Sí, Ladrilleros la comencé a escribir poco después que El viento que arrasa… tienes razón. La novela nació a partir de una anécdota que me contaron. Las plumas del machismo se desplegaron tras el duelo a cuchillo del principio. Lo obvio habría sido que la pelea fuera por una mujer, pero no quise caer en el lugar común y por eso el trofeo es un hombre. En un contexto urbano quizá no llama la atención, pero en un ambiente rural donde el machismo está más acendrado, no es lo normal.
—¿Por qué si las dos primeras novelas fueron escritas casi enseguida, entre Ladrilleros y No es un río pasaron más de cinco años?

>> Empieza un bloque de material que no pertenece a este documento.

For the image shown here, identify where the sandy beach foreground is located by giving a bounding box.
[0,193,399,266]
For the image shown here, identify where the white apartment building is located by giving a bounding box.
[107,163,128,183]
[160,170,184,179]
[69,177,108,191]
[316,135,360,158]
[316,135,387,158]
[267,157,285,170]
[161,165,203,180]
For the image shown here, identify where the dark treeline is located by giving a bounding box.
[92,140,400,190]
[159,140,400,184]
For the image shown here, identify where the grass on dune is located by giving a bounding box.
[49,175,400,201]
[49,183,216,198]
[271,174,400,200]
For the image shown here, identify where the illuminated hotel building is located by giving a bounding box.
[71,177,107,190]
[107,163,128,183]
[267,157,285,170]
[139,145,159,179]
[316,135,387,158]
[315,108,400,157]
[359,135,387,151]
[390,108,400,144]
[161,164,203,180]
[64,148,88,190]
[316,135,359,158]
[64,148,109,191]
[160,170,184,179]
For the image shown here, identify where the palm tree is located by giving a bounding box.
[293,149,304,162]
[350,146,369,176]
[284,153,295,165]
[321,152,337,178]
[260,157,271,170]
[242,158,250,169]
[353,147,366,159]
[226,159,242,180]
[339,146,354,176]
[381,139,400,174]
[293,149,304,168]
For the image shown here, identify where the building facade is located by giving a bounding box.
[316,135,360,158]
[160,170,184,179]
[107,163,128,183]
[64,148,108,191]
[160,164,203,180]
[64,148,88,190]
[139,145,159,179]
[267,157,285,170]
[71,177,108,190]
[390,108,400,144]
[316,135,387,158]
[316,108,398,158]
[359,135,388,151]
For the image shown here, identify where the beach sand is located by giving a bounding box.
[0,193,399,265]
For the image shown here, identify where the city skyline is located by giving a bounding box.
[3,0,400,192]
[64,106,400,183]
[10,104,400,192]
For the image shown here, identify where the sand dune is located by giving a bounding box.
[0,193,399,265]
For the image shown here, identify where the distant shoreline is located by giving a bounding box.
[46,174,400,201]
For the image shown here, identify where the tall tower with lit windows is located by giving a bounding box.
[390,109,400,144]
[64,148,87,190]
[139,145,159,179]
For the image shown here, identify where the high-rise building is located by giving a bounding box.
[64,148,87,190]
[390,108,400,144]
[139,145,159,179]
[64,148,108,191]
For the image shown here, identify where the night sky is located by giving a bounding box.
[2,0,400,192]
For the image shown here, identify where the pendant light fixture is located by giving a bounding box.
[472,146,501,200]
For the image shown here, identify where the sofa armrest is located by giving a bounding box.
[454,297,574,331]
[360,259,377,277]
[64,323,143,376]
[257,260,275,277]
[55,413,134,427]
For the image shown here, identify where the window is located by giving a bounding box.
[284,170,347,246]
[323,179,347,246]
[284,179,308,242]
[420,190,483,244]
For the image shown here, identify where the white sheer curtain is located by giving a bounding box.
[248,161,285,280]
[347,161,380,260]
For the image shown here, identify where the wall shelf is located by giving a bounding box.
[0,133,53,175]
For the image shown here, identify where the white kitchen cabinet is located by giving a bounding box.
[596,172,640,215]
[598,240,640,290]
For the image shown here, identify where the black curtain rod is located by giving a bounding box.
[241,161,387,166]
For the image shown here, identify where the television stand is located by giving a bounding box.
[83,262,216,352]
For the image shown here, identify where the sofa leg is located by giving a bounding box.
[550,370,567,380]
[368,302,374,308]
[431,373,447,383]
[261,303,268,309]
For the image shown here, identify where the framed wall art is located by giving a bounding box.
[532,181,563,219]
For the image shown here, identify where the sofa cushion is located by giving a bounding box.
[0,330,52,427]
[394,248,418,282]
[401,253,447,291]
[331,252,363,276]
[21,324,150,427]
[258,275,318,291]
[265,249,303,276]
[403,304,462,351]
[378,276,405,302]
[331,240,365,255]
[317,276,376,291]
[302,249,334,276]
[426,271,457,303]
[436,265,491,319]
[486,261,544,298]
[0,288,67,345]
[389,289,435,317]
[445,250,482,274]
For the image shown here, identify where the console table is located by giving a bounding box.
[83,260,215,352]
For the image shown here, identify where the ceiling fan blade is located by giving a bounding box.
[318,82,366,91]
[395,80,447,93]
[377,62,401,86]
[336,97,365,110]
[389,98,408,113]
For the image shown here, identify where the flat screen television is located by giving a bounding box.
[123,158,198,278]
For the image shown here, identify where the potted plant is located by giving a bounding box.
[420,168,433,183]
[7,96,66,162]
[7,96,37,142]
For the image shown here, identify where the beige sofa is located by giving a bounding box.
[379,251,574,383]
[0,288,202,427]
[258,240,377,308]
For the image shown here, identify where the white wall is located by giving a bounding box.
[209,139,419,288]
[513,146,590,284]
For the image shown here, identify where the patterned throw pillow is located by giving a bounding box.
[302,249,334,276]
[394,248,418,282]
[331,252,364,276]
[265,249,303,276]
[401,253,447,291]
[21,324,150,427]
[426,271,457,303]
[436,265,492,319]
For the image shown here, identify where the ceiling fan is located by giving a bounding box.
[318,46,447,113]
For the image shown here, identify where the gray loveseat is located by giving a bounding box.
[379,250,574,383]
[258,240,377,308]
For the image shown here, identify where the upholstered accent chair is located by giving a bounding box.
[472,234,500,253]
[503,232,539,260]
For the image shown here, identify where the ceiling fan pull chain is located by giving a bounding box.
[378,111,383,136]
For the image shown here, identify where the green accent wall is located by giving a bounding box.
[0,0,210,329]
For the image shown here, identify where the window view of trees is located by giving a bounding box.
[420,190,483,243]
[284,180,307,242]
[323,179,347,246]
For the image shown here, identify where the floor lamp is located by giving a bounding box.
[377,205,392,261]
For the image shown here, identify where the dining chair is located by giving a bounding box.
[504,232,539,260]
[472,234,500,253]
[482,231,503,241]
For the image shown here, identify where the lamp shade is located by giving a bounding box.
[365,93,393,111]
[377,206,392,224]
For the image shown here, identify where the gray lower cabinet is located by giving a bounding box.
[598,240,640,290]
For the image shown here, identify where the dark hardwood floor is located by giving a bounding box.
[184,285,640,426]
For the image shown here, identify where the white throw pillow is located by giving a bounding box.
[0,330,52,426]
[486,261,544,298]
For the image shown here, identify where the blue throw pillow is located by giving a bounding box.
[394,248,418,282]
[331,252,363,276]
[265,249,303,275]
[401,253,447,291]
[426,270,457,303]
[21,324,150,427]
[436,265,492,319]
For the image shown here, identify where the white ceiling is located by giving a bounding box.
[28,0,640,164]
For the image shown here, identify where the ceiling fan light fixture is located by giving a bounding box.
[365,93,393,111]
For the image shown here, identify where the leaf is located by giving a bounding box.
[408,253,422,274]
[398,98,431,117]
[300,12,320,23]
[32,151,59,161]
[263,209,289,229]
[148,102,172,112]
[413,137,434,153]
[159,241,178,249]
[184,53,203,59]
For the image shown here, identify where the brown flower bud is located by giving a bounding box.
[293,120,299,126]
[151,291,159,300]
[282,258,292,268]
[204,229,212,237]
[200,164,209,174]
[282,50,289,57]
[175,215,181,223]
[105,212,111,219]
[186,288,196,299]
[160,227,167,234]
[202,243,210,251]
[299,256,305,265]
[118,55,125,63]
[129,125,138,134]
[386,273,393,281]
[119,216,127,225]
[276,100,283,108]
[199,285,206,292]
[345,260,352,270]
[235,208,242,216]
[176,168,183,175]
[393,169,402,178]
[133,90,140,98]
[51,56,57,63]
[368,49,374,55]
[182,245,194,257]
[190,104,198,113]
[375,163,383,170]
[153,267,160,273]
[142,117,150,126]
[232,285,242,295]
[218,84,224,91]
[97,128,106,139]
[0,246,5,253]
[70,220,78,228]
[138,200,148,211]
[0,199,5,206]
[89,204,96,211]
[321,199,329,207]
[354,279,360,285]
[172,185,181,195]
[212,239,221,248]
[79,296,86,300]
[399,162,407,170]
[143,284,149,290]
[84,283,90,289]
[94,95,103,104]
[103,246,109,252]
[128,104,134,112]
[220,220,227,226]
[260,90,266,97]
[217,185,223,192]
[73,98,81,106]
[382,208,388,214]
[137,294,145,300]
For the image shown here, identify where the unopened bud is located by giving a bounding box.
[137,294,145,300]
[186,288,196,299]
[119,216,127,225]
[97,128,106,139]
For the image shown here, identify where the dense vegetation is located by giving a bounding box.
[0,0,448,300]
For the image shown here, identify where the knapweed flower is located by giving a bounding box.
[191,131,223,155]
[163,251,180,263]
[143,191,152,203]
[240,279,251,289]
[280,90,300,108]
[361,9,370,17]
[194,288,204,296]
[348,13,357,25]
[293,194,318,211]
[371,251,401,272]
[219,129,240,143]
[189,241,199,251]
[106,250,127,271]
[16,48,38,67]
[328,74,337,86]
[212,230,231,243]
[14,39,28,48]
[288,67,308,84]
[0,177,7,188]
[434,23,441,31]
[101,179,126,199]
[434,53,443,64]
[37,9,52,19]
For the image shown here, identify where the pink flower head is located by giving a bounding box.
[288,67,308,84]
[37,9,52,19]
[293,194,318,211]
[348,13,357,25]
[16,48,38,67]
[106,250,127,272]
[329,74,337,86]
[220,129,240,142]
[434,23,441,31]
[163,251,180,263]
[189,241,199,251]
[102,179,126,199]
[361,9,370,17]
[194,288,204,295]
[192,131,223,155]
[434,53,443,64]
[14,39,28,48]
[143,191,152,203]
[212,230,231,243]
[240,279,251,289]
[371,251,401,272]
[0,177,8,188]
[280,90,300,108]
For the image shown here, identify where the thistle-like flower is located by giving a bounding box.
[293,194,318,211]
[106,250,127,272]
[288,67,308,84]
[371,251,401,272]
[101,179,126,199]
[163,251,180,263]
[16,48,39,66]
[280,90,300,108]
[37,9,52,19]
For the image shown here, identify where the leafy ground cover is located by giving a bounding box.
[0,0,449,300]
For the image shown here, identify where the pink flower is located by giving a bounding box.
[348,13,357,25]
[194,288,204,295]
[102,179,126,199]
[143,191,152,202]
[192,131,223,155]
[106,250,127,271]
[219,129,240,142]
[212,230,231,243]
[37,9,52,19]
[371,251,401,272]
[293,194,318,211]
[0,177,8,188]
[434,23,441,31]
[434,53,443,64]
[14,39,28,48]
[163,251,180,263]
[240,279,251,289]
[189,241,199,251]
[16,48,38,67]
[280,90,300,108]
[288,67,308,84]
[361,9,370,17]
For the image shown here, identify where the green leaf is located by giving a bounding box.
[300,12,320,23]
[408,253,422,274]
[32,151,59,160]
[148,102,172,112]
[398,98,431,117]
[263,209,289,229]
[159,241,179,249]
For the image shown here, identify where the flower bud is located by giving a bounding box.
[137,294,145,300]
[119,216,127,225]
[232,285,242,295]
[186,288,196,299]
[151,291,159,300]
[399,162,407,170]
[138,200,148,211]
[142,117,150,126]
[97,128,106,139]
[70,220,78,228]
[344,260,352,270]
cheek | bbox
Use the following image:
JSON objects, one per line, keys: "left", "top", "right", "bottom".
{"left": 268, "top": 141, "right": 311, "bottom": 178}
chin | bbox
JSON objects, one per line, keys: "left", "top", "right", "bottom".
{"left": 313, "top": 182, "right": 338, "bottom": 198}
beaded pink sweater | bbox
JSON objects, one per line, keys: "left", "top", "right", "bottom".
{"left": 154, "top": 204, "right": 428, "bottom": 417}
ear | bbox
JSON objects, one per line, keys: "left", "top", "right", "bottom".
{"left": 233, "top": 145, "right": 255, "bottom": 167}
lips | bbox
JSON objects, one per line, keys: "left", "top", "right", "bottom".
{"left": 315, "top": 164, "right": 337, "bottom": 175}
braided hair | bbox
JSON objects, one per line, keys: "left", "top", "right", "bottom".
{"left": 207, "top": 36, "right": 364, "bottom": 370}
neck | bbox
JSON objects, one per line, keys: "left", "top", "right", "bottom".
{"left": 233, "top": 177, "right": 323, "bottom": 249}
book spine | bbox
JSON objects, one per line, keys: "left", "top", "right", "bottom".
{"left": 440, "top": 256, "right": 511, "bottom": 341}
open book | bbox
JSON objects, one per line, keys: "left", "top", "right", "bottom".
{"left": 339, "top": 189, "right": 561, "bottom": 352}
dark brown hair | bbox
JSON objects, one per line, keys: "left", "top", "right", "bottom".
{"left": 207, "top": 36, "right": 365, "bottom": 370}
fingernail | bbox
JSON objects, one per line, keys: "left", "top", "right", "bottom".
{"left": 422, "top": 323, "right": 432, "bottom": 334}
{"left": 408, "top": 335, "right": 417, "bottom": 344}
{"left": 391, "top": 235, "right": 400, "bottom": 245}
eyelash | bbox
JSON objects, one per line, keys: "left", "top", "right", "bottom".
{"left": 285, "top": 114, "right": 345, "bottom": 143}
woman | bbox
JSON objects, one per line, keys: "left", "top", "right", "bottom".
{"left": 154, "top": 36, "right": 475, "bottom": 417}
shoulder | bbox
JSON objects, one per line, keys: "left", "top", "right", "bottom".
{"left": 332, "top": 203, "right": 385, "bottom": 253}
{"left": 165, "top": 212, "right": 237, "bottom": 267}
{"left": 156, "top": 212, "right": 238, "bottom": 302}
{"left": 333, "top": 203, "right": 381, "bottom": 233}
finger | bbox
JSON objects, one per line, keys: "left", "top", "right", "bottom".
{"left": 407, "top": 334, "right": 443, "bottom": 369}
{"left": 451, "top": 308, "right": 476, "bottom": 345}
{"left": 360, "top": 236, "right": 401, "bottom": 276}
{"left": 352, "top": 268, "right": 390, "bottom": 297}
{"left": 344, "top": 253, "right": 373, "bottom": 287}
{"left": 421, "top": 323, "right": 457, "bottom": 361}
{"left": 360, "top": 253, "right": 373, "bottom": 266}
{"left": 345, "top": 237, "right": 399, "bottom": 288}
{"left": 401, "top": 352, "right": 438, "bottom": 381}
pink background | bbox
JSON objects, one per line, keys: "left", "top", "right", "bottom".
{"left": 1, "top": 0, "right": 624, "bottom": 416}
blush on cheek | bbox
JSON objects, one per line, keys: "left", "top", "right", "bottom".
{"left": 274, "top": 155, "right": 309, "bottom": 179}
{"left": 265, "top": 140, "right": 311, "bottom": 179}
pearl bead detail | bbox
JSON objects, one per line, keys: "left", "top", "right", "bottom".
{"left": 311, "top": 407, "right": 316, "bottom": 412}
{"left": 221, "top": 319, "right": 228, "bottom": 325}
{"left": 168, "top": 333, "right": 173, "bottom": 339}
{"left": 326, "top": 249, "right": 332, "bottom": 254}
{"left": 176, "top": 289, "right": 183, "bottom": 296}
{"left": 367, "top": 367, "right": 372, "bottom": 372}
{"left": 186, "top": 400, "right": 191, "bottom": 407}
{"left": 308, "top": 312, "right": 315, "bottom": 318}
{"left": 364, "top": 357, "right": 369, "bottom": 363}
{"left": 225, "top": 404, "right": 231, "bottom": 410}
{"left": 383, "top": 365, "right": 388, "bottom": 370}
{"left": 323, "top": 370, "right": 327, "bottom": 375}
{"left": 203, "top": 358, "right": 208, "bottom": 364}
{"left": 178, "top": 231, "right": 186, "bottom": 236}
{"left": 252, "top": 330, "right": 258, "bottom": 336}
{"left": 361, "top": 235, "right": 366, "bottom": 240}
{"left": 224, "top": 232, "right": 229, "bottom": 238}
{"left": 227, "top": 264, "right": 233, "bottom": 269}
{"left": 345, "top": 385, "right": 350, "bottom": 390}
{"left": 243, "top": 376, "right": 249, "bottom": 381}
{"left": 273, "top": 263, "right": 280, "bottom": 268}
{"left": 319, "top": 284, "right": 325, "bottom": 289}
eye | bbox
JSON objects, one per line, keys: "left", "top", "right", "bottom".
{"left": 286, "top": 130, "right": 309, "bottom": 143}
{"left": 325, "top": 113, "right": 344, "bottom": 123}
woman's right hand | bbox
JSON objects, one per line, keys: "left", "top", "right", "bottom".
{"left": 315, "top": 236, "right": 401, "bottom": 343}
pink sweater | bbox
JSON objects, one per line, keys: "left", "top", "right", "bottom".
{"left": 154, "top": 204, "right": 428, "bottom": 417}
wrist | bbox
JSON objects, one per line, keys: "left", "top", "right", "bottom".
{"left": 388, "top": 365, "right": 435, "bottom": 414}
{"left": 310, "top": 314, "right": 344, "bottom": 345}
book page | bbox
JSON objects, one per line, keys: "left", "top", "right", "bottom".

Apenas terminé Ladrilleros, escuché la anécdota con que abre No es un río, para entonces ya tenía claro que sería una trilogía. En medio se atravesaron Chicas muertas y el libro de notas de la película Zama, así que dejé la novela en reposo. Cuando la retomé no me gustó y empecé a buscar otra forma y tono. La historia se destrabó cuando comencé a rebotarla con mi editora.
—¿Qué le aportó la cercanía a Lucrecia Martel durante el rodaje de Zama?
Soy admiradora de su obra y sus atmósferas. En sus películas el sonido es muy importante. Ahí hay una conexión con mi interés por la oralidad.
—Chicas muertas es un trabajo de denuncia sobre los feminicidios. ¿Cómo lidia su activismo con su literatura?
No es un río me obligó a estar muy atenta a eso. Las novelas anteriores gozaron de mayor libertad dado que era una escritora y activista totalmente desconocida, pero la tercera me obligó a ser muy cuidadosa para que el panfleto no se colara en la trama. Necesitaba seguir siendo fiel al universo masculino sin señalarlo o juzgarlo para no quitar complejidad a los personajes.
—Durante el periodo en que escribió No es un río hubo un brote feminista importante en Latinoamérica.
Sí, por eso Chicas muertas está escrita en un género abiertamente de denuncia como es la no ficción. Huyo de la novela que desde el principio exhibe su ideología. La ficción es otra cosa, no te permite anteponer la moraleja o tu posición del mundo antes que la trama porque entonces te vuelves panfletaria. El ensayo, la entrevista o la no ficción, son ideales para las reflexiones abiertas o más explícitas. Todo el tiempo intento que no se me escape la liebre en este sentido. No me interesa colar el feminismo en la ficción.
—Al abordar la masculinidad y cuestionarla, ¿hay una intención por interpelar al hombre?
La verdad no sé si los lectores varones se sienten interpelados. El camino de la deconstrucción es largo y arduo, en ese sentido no soy muy optimista. La misoginia está tan enquistada en la cultura latinoamericana que faltan años para desterrarla, aun así, me gustaría pensar que sí hay una reflexión entre los varones para no perpetuar el machismo. Creo que cada quien desde el rol que ocupa en su trabajo, familia o grupo de amigos, tiene la posibilidad de aportar un granito de arena para cambiar las cosas.
—Ahora hay un abanico de autoras latinoamericanas, entre ellas usted, que sí apuestan por la reconstrucción el canon y trastocar la misoginia por medio de la literatura
Sin duda hay escritoras importantes que también son activistas, pero lo más importante es su enorme calidad literaria. Por supuesto el mercado es muy vivo y de inmediato aprovecha la coyuntura para crear un nicho editorial. Hay que estar atentas a eso sin demeritar la calidad que hemos visto durante la última década. Me parece admirable el trabajo de Fernanda Melchor respecto a la oralidad. Gabriela Cabezón Cámara consigue un retorcimiento del lenguaje sensacional. Creo que muchas de estas autoras permanecerán por su obra.